Table of Contents
The following sections explain each setting in the crawler
configuration:
allowed-domains
- Description: White list allowed domains
- Default Value:
empty list
- Example:
old.reddit.com
-> visit only old.reddit.com domains
body-size
- Description: Maximum size of the HTTP response body in bytes.
- Default Value:
0
→ unlimited
cache-dir
- Description: Directory path for caching.
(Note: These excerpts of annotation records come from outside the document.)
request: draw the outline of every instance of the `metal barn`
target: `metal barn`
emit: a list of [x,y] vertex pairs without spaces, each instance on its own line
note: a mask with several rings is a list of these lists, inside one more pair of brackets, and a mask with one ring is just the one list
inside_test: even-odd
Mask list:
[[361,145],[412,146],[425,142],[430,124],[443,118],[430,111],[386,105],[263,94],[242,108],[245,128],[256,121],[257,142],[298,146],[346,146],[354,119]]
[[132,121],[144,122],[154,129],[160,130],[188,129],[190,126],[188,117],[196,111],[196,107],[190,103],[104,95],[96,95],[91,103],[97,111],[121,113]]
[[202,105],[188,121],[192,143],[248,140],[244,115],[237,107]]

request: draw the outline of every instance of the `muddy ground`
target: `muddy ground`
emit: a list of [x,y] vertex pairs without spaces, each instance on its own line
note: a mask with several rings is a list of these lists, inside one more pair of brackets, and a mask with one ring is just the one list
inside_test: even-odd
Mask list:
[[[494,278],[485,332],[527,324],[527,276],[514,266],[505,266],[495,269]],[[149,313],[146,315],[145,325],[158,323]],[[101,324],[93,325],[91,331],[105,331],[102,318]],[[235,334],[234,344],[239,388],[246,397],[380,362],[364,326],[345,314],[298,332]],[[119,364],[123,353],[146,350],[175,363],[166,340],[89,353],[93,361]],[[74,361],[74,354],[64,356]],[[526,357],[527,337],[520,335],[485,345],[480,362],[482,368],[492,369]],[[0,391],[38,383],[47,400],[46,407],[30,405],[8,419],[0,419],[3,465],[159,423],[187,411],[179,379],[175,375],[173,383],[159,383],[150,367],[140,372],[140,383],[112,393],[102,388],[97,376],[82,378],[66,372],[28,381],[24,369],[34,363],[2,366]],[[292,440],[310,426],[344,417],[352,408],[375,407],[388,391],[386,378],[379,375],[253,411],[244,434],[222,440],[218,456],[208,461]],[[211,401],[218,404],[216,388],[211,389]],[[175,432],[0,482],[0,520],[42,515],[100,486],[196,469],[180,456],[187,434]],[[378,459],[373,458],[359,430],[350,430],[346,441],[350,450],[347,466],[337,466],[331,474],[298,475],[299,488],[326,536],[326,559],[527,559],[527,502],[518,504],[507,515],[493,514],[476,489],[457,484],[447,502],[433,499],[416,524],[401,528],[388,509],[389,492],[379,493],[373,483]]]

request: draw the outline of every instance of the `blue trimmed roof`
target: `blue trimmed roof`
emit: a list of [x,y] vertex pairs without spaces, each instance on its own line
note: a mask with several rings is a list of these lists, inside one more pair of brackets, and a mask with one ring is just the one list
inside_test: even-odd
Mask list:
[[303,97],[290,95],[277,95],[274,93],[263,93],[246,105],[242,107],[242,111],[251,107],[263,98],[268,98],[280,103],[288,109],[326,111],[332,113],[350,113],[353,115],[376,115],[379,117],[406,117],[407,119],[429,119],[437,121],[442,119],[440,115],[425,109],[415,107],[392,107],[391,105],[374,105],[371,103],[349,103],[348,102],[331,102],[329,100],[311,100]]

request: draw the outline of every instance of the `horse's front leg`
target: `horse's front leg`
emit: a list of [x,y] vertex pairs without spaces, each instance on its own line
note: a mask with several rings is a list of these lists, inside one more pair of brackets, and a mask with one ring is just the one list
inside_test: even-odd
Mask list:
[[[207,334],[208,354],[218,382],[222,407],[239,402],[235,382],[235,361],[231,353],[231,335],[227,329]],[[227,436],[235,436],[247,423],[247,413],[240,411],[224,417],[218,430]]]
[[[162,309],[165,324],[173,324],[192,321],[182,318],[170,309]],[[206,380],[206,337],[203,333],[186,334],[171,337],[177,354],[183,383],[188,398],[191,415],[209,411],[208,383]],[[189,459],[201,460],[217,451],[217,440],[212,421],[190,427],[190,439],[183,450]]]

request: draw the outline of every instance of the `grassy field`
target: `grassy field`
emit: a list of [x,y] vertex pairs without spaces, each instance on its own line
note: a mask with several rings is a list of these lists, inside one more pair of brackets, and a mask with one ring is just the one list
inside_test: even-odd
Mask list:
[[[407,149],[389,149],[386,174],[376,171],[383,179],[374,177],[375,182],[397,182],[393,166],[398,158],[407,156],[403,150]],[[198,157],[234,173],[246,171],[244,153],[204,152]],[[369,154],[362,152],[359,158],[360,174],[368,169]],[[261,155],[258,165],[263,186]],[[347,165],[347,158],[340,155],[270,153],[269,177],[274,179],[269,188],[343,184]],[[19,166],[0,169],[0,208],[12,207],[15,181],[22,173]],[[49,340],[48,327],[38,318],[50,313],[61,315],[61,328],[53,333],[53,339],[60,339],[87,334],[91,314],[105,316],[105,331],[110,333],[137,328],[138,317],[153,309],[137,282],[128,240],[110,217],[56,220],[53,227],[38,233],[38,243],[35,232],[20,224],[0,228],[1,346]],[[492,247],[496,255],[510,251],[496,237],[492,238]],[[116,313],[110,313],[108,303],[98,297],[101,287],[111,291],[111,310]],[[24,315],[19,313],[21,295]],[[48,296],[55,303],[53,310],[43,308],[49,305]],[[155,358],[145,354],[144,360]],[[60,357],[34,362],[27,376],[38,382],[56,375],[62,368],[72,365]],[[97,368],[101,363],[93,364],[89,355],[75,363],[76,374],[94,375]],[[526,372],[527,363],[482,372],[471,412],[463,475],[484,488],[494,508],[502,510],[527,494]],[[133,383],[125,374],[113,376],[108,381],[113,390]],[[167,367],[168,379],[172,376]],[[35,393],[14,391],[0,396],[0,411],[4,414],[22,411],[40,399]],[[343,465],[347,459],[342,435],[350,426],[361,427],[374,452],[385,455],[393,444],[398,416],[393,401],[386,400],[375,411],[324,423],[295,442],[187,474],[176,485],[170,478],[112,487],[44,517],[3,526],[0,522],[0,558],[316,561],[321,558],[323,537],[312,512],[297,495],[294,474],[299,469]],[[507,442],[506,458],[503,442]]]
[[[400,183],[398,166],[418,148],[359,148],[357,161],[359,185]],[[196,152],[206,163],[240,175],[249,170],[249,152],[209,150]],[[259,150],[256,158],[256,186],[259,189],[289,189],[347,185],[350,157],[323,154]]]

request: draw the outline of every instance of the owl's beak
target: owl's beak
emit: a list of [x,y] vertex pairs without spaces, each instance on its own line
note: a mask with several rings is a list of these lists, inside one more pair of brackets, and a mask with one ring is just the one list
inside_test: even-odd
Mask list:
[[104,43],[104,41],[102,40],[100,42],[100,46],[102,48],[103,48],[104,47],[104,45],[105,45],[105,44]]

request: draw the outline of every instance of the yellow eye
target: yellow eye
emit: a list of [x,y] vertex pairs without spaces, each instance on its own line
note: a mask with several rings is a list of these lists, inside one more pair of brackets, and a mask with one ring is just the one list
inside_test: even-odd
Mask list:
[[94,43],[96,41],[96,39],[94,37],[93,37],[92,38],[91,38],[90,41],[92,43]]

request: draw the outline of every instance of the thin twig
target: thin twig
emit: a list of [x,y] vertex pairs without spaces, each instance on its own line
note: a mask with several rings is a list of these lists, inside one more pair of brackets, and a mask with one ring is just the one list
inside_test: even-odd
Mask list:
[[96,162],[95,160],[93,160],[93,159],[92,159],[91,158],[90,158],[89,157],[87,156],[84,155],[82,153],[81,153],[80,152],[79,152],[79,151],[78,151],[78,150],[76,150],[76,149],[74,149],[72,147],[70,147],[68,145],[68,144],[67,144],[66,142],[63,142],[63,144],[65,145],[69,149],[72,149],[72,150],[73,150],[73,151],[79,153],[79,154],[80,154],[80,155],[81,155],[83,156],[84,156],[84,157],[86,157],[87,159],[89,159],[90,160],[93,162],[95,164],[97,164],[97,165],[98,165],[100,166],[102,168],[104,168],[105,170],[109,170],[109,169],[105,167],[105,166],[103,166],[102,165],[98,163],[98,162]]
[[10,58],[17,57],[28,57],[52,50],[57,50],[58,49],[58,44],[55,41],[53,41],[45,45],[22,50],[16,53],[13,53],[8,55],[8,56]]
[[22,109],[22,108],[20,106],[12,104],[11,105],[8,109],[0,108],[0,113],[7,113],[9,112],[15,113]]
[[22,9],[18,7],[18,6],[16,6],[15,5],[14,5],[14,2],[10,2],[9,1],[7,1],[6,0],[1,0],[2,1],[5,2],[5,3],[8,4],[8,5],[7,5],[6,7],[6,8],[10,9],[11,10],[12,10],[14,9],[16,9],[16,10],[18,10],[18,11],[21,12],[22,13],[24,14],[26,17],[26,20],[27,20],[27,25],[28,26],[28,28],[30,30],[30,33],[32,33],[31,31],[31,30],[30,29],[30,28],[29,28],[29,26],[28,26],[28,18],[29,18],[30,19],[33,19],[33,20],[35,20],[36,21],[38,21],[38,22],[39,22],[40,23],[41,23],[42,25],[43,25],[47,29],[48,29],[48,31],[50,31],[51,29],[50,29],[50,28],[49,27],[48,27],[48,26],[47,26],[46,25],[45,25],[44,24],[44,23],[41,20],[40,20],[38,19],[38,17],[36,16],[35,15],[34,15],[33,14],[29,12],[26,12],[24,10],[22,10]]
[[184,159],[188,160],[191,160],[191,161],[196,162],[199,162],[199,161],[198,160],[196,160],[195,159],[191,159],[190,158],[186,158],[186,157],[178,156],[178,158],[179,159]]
Leave empty for no caching.
- Default Value:
""
(empty string)
crypto
- Description: Enable or disable crypto-related features.
- Default Value:
false
debug
- Description: Enable or disable debugging mode for GoColly.
- Default Value:
false
disallowed-domains
- Description: Domain black list for the crawler.
- Default Value:
[]
(empty list) - Example: reddit.com → crawler will not visit any reddit urls
disallowed-url-filters
- Description: List of regular expressions to filter disallowed URLs.
- Default Value:
[]
(empty list) - Example:
http://httpbin\.org/h.+"
- Description: Enable or disable email-related features.
- Default Value:
false
ignore-robots-txt
- Description: Enable or disable ignoring the robots.txt file.
- Default Value:
false
limit-delay
- Description: Delay in seconds between requests.
- Default Value:
0
limit-random-delay
- Description: Random delay in seconds added to the fixed delay.
- Default Value:
0
max-depth
- Description: Maximum depth for crawling links.
- Default Value:
0
→ unlimited depth
phone
- Description: List of countries to parse phone numbers from.
- Default Value:
[]
(empty list) - Example: "RU,NL,DE,US" → You can choose which countries don't have to be every
queue-max-size
- Description: Maximum size of the crawler's queue.
- Default Value:
50000
queue-threads
- Description: Number of threads used for crawling.
- Default Value:
4
tor
- Description: Run the crawler through a tor proxy and allow crawling of .onion links
- Default Value:
false
url-filters
- Description: List of regular expressions to filter URLs.
- Default Value:
[]
(empty list) - Example:
http://httpbin\.org/h.+
(?:https?://)?(?:www)?(\\S*?\\.onion)\\b
-> will limit to .onion domains only
url-revisit
- Description: Enable or disable revisiting URLs.
- Default Value:
false
urls
- Description: List of starting URLs for the crawler.
- Default Value:
[]
(empty list) - Example:
urls:
- https://example.com
- https://example2.com
user-agent
- Description: User agent string for HTTP requests.
- Example:
Mozilla/5.0 (X11; Linux x86_64; rv:109.0) Gecko/20100101 Firefox/115.0
- Source: useragents.me
keywords
- Description: A keyword, sentence, list of keywords
- Default Value:
[]
- Example:
search -k owasp -k hacking -k "Please hack the box!"
associations
- Description: Specify the different SQL tables you want to export from the database.
-
Default:
all
-
Values:
"WP" - WordPress
"E" - Email
"P" - PhoneNumbers
"C" - Crypto
criteria
-
Value:
{}
- (empty json) - Description: Criteria for the exporter.
-
Explanation: If you use the LIKE keyword it will automatically perform the SQL
LIKE
statement. There's no need for adding extra%
inside the criteria. -
Usage:
pryingdeep -q 'title=test,"url=LIKE example.com"'
filepath
-
Value:
data.json
- Description: Filepath for the exporter output.
-
Default Value:
data.json
limit
- Description: Limit the exporter to a certain number of items. 0 means every row inside the database.
-
Default Value:
0
raw-sql
-
Value:
false
- Description: Enable or disable the use of performing raw SQL queries.
-
Default Value:
false
raw-sql-filepath
-
Default:
pkg/querybuilder/queries/select.sql
- Description: Filepath for the raw SQL queries.
sort-by
-
Value:
url
-
Description: Field to use for sorting. Just a generic
ORDER BY
. -
Default Value:
status_code
sort-order
-
Value:
asc
- Description: Sort order for the exporter.
offset
-
Value:
0
- Description: Number of records to skip during export. Keep in mind if you want to the id to start from 1, set `sort-by` to `id` and `sort-order` to `asc` Otherwise, the filtering might be weird, and you will get records starting from 50 when you asked for offset from 1.
-s, --silent
-
Default:
false
- Description: Use this flag to disable logging and run silently.
-z, --save-config
-
Default:
false
- Description: Use this flag to save chosen options to your .yaml configuration.
-c, --config <path>
-
Value: The path to the .yaml configuration file. Please also keep the filename as
pryingdeep
, otherwise the program will break. - Description: Use this flag to specify the path to the .yaml configuration.